And when dessert was on the table, and the servants had gone, father called Anne to him, and put his arm round her.

'My dear little girl,' he said, 'you must try to leave off crying. It only makes mother more troubled. I can't deny that this loss is a great vexation: it will annoy grandfather, and—well, there's no use telling you what you know already. But of course it isn't as bad as some troubles, and even though I'm afraid I can't deny that it has come through your fault, it isn't as bad as if your fault had been a worse one—unkindness, or untruthfulness, or some piece of selfishness.'

Anne hid her face on his shoulder, and sobbed and choked, and said something we couldn't hear.

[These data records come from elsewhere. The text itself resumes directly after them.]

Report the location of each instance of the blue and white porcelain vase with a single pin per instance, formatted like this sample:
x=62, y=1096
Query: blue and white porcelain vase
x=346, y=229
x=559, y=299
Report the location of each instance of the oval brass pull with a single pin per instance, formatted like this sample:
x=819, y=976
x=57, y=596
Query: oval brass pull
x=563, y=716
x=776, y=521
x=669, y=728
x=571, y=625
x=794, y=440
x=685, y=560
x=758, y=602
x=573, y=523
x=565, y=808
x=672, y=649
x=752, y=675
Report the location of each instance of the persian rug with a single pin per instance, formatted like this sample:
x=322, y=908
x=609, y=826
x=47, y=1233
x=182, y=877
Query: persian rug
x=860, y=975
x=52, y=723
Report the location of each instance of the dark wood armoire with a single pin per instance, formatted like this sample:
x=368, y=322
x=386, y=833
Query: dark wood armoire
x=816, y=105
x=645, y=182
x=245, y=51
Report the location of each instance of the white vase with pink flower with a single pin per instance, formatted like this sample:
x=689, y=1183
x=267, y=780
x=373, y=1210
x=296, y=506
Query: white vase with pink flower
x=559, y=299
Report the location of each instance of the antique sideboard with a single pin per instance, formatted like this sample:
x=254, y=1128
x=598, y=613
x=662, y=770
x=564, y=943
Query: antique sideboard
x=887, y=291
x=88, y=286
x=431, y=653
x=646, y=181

'But still carelessness is a great fault, and causes troubles without end,' father went on. 'And in this case it was meddlesomeness too. I do hope——'

'Oh, father,' said Anne, looking up, 'I know what you're going to say. Yes, it will be a lesson to me: you'll see. I shall be quite different, and ever so much more thoughtful and careful from now.'

And of course she meant what she said.

But father looked grave still.

'My dear child, don't be too confident. You won't find that you can cure yourself all at once. The force of bad habit is almost harder to overcome in small things than in great: it is so unconscious.'

'Yes, father,' said Anne.

She understood what he said better than I did then; for she is really clever—much cleverer than I am about poetry and thinking sort of cleverness, though I have such a good memory. So I remembered what father said, and now I understand it.